Chapitre 13 partie 1 Amnis

Cela fait plusieurs heures que nous marchons vers Sunfild en suivant le cours de la large rivière qui sépare les deux royaumes. Elle est si large que nous voyons à peine les montagnes bleutées de l'autre côté de la rive, presque comme si, en réalité, elles n'étaient qu'un mirage.

Tout en marchant, j'essaie de me concentrer sur la création d'une flamme dans le creux de mes mains. Je suis tellement obnubilée par mon entrainement qu'à chaque trois pas, je manque de trébucher à cause des petites pierres à nos pieds.

- Regarde où tu marches, Amnis, m'avertit Ison avec un petit sourire alors qu'il me rattrape pour la millième fois. Je comprends que tu veux rapidement apprendre, mais il ne faudrait pas que tu te blesses.

- Je sais, lui ai-je répondu avec un sourire nerveux. Mais je ne veux pas dépendre des autres pour ma propre sécurité. Je veux pouvoir me défendre seule et ne plus me sentir comme un fardeau.

Ou plutôt, c'est une raison pour tenter de m'endurcir et ne plus penser aux circonstances du décès de père et mère. Je ne peux pas me permettre de me noyer dans mon chagrin. Mes larmes ne feront pas baisser les armes de mes ennemis. Si je veux gagner la bataille, je dois puiser dans la force et le courage qui se trouvent au plus profond de mon cœur.

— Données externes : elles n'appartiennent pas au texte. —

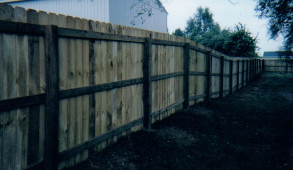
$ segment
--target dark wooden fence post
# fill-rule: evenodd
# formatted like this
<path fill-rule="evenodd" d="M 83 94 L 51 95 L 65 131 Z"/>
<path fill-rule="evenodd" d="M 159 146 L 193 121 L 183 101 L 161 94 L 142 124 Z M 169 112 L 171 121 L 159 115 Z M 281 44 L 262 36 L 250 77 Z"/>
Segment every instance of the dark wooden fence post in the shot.
<path fill-rule="evenodd" d="M 246 60 L 246 83 L 248 83 L 249 81 L 248 77 L 249 77 L 249 60 Z"/>
<path fill-rule="evenodd" d="M 249 60 L 249 81 L 251 80 L 252 77 L 252 60 Z"/>
<path fill-rule="evenodd" d="M 44 156 L 45 170 L 58 170 L 59 74 L 58 27 L 46 25 L 46 106 Z"/>
<path fill-rule="evenodd" d="M 233 60 L 230 60 L 230 77 L 229 81 L 229 93 L 233 93 Z"/>
<path fill-rule="evenodd" d="M 237 60 L 237 90 L 239 89 L 239 76 L 240 76 L 240 60 Z"/>
<path fill-rule="evenodd" d="M 245 72 L 245 69 L 244 69 L 244 64 L 245 63 L 245 60 L 242 60 L 242 83 L 241 83 L 241 85 L 242 86 L 244 86 L 244 72 Z"/>
<path fill-rule="evenodd" d="M 221 56 L 221 73 L 220 80 L 220 97 L 224 96 L 224 56 Z"/>
<path fill-rule="evenodd" d="M 151 128 L 152 124 L 152 38 L 145 39 L 143 55 L 143 127 Z"/>
<path fill-rule="evenodd" d="M 212 55 L 211 51 L 207 51 L 206 54 L 206 100 L 209 101 L 211 98 L 211 65 Z"/>
<path fill-rule="evenodd" d="M 189 71 L 190 68 L 190 44 L 185 43 L 184 48 L 184 82 L 183 94 L 184 101 L 183 107 L 184 109 L 189 108 Z"/>

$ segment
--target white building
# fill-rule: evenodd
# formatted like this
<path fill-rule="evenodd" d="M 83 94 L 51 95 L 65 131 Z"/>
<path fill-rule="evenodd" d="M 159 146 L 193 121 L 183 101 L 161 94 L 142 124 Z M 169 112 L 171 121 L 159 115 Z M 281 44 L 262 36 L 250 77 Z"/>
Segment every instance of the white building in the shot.
<path fill-rule="evenodd" d="M 168 31 L 168 14 L 158 0 L 0 0 L 0 3 L 157 32 Z M 135 17 L 141 7 L 145 6 L 151 9 L 152 15 L 148 16 L 146 13 Z"/>

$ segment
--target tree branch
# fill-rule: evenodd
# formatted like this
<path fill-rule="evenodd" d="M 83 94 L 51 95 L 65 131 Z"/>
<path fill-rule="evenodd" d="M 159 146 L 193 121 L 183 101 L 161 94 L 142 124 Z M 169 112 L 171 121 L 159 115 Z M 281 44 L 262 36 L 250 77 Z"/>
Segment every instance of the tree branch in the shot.
<path fill-rule="evenodd" d="M 232 3 L 232 4 L 233 4 L 233 5 L 236 5 L 236 4 L 237 4 L 237 3 L 239 3 L 239 2 L 237 2 L 237 3 L 233 3 L 233 2 L 232 2 L 231 1 L 231 0 L 229 0 L 229 1 L 230 2 L 230 3 Z"/>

- Tu n'es pas un fardeau, réfute-t-il en reportant son regard sur Ester et Midas qui marchent à plusieurs pas devant nous. Et je suis sûr qu'ils ne pensent pas cela de toi non plus.

- À vrai dire, ai-je commencé avec un sourire triste tout en regardant mes paumes. Quand Ester a dit que j'étais faible, je me suis emportée parce que je sais qu'il a raison. Je suis faible.

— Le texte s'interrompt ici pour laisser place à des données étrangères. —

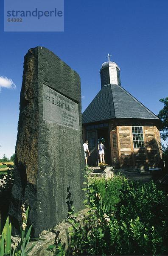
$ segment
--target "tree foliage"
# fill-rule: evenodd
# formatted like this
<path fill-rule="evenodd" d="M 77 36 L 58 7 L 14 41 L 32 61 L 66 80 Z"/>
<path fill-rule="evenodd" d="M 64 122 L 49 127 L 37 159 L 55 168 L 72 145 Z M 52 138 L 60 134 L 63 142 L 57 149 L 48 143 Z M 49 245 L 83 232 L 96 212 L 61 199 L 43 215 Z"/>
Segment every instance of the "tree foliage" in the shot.
<path fill-rule="evenodd" d="M 10 158 L 10 160 L 11 161 L 11 162 L 14 162 L 14 157 L 15 156 L 15 154 L 14 153 L 11 156 L 11 158 Z"/>
<path fill-rule="evenodd" d="M 161 99 L 160 101 L 164 104 L 163 108 L 159 113 L 158 117 L 162 122 L 161 138 L 163 140 L 168 138 L 168 97 Z"/>
<path fill-rule="evenodd" d="M 9 159 L 8 158 L 6 155 L 5 154 L 3 155 L 3 158 L 1 159 L 0 159 L 0 163 L 3 163 L 3 162 L 9 162 Z"/>

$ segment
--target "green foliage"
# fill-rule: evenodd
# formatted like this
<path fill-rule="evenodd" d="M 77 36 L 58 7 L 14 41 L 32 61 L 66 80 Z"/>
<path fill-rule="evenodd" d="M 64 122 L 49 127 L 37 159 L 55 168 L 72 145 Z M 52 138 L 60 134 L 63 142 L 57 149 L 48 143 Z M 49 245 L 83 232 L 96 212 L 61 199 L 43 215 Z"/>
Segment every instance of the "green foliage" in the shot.
<path fill-rule="evenodd" d="M 115 176 L 84 184 L 88 216 L 81 224 L 71 212 L 72 255 L 168 254 L 167 197 L 153 182 Z"/>
<path fill-rule="evenodd" d="M 163 140 L 166 140 L 168 138 L 168 97 L 161 99 L 160 101 L 162 102 L 164 106 L 159 112 L 158 116 L 162 121 L 161 137 Z"/>
<path fill-rule="evenodd" d="M 11 162 L 14 162 L 15 156 L 15 153 L 13 154 L 13 155 L 11 156 L 11 158 L 10 159 L 10 161 L 11 161 Z"/>
<path fill-rule="evenodd" d="M 9 159 L 8 158 L 6 155 L 5 154 L 3 155 L 3 158 L 0 159 L 0 163 L 3 163 L 3 162 L 10 162 Z"/>
<path fill-rule="evenodd" d="M 24 205 L 23 205 L 24 206 Z M 32 226 L 31 225 L 28 229 L 25 228 L 27 220 L 28 218 L 29 208 L 28 207 L 26 211 L 24 210 L 24 206 L 22 208 L 23 209 L 22 212 L 23 224 L 22 227 L 20 228 L 21 233 L 21 241 L 17 244 L 15 244 L 13 247 L 11 246 L 11 223 L 9 223 L 9 218 L 8 217 L 1 234 L 0 232 L 0 256 L 27 255 L 28 252 L 34 246 L 33 244 L 28 250 L 26 250 L 26 248 L 30 239 L 30 233 Z M 23 224 L 25 224 L 25 225 Z"/>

Ison reste silencieux, car bien évidement, il ne peut pas me contredire. Il sait que mon corps est aussi fragile que mon âme... même si je m'efforce de me montrer forte. Je sais qu'il ne tentera pas de me faire croire le contraire. Et je sais aussi que ma faiblesse est l'unique raison pour laquelle il veut me protéger. C'est parce qu'il a un cœur vaillant et l'instinct de protéger les plus chétifs que le dieu de la lumière, Luz, lui a accordé sa bénédiction.

- Pour l'instant, finit par dire Ison en me tapotant la tête. Mais je suis sûr qu'un grand pouvoir sommeil en toi.

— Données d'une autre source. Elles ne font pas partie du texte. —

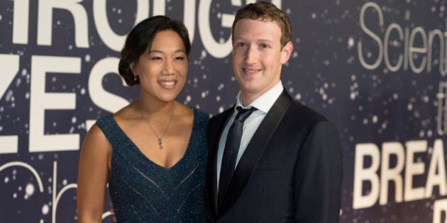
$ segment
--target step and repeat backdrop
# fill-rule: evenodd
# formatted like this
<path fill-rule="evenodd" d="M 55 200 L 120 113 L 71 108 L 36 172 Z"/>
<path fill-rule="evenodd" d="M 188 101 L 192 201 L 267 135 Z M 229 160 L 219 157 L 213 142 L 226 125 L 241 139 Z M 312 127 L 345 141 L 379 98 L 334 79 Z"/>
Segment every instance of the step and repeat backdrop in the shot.
<path fill-rule="evenodd" d="M 82 142 L 136 98 L 119 51 L 148 16 L 190 32 L 178 101 L 213 114 L 231 106 L 231 26 L 253 1 L 0 0 L 0 222 L 77 221 Z M 272 2 L 293 25 L 285 87 L 340 132 L 340 222 L 446 222 L 446 1 Z M 113 222 L 108 202 L 103 217 Z"/>

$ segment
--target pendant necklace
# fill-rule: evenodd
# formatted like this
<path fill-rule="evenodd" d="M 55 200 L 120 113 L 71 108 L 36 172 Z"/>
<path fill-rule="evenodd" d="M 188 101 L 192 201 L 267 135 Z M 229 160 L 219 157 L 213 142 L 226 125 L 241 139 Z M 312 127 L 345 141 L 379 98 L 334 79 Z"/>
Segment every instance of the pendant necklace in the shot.
<path fill-rule="evenodd" d="M 165 132 L 161 136 L 158 136 L 158 134 L 155 132 L 155 130 L 154 130 L 154 128 L 153 128 L 152 125 L 150 125 L 150 123 L 149 123 L 149 120 L 148 120 L 148 118 L 146 117 L 146 115 L 144 115 L 144 113 L 143 113 L 143 110 L 141 110 L 141 104 L 140 104 L 140 101 L 138 101 L 138 107 L 139 107 L 138 108 L 140 108 L 139 110 L 140 110 L 140 113 L 141 114 L 141 118 L 143 118 L 143 119 L 144 119 L 144 120 L 146 121 L 146 123 L 148 123 L 148 125 L 149 125 L 149 127 L 150 128 L 152 132 L 154 133 L 154 135 L 155 135 L 155 136 L 158 139 L 158 145 L 160 146 L 160 149 L 163 149 L 163 137 L 165 137 L 165 135 L 166 135 L 166 132 L 167 132 L 167 129 L 169 129 L 169 126 L 171 125 L 171 121 L 172 120 L 172 117 L 174 116 L 174 110 L 175 108 L 175 105 L 174 105 L 174 108 L 172 108 L 172 112 L 171 113 L 171 118 L 170 118 L 169 119 L 169 122 L 167 122 L 167 126 L 166 127 Z"/>

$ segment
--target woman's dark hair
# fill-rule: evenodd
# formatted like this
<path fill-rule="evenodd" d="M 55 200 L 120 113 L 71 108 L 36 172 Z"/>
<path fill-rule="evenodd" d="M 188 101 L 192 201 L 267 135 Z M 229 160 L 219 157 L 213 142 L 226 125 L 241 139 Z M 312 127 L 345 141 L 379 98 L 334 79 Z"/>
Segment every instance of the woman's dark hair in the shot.
<path fill-rule="evenodd" d="M 184 45 L 187 56 L 191 50 L 188 30 L 183 23 L 165 16 L 156 16 L 146 18 L 137 24 L 127 35 L 126 43 L 121 50 L 118 72 L 128 86 L 140 84 L 140 79 L 134 80 L 130 65 L 136 63 L 148 48 L 150 48 L 155 35 L 163 30 L 177 33 Z"/>

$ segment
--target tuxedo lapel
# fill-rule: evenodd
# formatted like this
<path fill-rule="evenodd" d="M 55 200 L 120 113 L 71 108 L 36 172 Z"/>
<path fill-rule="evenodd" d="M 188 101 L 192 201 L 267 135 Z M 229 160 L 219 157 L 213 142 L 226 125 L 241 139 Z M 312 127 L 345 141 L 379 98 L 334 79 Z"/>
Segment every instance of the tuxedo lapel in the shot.
<path fill-rule="evenodd" d="M 234 106 L 216 115 L 210 121 L 208 134 L 211 135 L 208 164 L 206 168 L 207 193 L 209 210 L 212 215 L 217 215 L 217 151 L 219 142 L 225 128 L 225 125 L 231 117 Z"/>
<path fill-rule="evenodd" d="M 264 120 L 258 127 L 238 164 L 225 198 L 219 207 L 218 218 L 224 215 L 239 198 L 256 168 L 264 149 L 292 102 L 292 98 L 285 90 L 283 90 L 273 106 L 265 115 Z M 219 141 L 219 139 L 216 141 Z M 213 166 L 215 167 L 216 164 L 214 164 Z M 214 175 L 216 175 L 215 173 L 214 169 Z M 216 176 L 214 176 L 215 179 Z"/>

Du coin de l'œil, je vois Ester lever les yeux vers le ciel et dire quelque chose à grand-oncle Midas avant de se tourner vers nous.

- Une petite pause, cela vous dit, nous demande mon frère en marchant vers nous. Il est presque midi.

Je reporte mon attention sur l'éther pour constater que le soleil est presque à son zénith.

- Cela me va, ai-je acquiescé en posant une main sur mon ventre, qui, je le sens, a besoin de faire le plein. Je pourrai mieux me concentrer sur ma pratique.

Et... je ne l'avouerai pas, mais je commençais à avoir mal aux jambes.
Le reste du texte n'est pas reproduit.